Secretary Sara Blankstrom responds to the entry request on the monitor. She can also communicate with the visitor through the system.
As the entire nation mourns the loss of the 20 students and six staff members at Sandy Hook Elementary School in Newtown, Conn., each community can’t help but wonder about security measures at their own local schools and what the schools’ plans are in case something happens.
Schools in Muskegon County have shared with the community their crisis plans by letters sent home to families of students, and on the district website.
Montague Area Public Schools Superintendent Nate Robrahn wrote a letter to the MAPS community reassuring families that their children are safe while at school, and MAPS has a detailed emergency plan.
Each of the MAPS buildings requires any visitors to enter through the main doors and sign in at the office. According to the letter, in the case of a questionable adult were to surpass the office, MAPS has an advanced security system that instantly locks down main doors to prohibit access to internal classrooms.

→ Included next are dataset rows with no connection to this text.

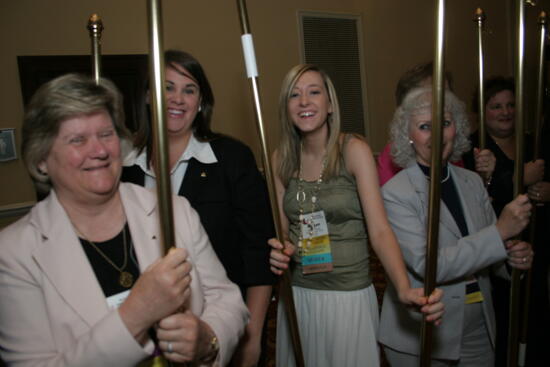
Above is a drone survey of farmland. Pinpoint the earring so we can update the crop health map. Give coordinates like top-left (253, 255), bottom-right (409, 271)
top-left (409, 139), bottom-right (413, 145)
top-left (198, 105), bottom-right (202, 112)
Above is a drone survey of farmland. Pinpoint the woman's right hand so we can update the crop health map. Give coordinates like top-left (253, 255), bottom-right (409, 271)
top-left (524, 159), bottom-right (545, 186)
top-left (268, 238), bottom-right (295, 275)
top-left (119, 247), bottom-right (192, 343)
top-left (496, 194), bottom-right (532, 241)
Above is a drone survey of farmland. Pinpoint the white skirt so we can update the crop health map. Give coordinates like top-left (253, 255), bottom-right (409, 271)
top-left (276, 285), bottom-right (380, 367)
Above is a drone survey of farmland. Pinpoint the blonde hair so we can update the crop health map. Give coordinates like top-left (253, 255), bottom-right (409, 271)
top-left (277, 64), bottom-right (342, 186)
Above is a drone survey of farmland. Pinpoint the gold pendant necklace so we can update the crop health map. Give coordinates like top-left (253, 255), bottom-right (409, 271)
top-left (296, 143), bottom-right (327, 253)
top-left (79, 225), bottom-right (134, 288)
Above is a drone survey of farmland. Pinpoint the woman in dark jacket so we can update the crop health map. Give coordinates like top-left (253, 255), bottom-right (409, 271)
top-left (122, 50), bottom-right (275, 367)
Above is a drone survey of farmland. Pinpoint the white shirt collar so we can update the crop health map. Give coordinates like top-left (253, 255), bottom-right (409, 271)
top-left (130, 134), bottom-right (218, 178)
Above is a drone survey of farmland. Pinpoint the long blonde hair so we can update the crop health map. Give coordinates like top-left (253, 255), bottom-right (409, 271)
top-left (277, 64), bottom-right (342, 186)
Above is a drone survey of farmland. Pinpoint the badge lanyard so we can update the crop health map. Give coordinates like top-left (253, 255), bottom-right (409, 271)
top-left (296, 148), bottom-right (333, 274)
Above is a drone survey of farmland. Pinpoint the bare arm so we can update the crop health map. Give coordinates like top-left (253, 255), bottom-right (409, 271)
top-left (345, 136), bottom-right (416, 302)
top-left (230, 285), bottom-right (273, 367)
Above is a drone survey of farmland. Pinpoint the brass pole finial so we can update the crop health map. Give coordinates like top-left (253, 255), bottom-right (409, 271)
top-left (87, 14), bottom-right (103, 84)
top-left (474, 7), bottom-right (486, 23)
top-left (539, 10), bottom-right (547, 26)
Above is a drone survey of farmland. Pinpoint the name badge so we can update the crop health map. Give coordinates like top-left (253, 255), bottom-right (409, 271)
top-left (465, 278), bottom-right (484, 304)
top-left (299, 210), bottom-right (333, 274)
top-left (106, 289), bottom-right (131, 310)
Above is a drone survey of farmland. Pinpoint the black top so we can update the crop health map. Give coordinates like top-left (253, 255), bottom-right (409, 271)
top-left (463, 132), bottom-right (534, 216)
top-left (79, 224), bottom-right (140, 297)
top-left (418, 163), bottom-right (469, 237)
top-left (122, 135), bottom-right (276, 296)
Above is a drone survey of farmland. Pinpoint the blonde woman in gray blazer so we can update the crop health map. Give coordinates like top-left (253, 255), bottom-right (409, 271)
top-left (378, 87), bottom-right (533, 366)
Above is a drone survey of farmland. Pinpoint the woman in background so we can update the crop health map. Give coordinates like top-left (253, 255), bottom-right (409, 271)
top-left (464, 76), bottom-right (547, 365)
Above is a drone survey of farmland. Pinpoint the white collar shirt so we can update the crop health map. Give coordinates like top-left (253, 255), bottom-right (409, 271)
top-left (132, 134), bottom-right (218, 194)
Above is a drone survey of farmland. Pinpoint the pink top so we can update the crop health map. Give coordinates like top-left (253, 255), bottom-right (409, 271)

Reeths-Puffer Schools uses detailed emergency plans, lockdown procedures and evacuation plans to keep its students safe. Steve Edwards, R-P superintendent, sent out a letter to students’ families this week explaining the procedures R-P uses in case of an emergency.
Any person entering an R-P school must sign in at the office, which is also where they enter through. If there is an emergency, R-P uses the Instant Alert System.
Whitehall District Schools Superintendent Jerry McDowell also wrote a letter to the school community that the district is concerned for student safety, and works with other agencies to continue to update the safety and security measures in the schools.
That cooperative effort included a meeting this last Wednesday between school administrators, law enforcement and school board members to review district policies and protocols. That meeting included school principals, Whitehall police, and heads of the transportation, school lunch and maintenance departments.
McDowell, in the letter, wrote “We will take a close look at all of our systems and make changes we deem necessary.”
The superintendent said Whitehall follows state law P.A. 337 of 2006 which requires six fire drills, two tornado drills and “lockdown” drills each school year.
The school district and City of Whitehall, McDowell said, work closely in school safety. The city has a liaison officer in the schools. Officer Travis Bolles, McDowell said, spends much of his time in the high school, but could be in any building within minutes.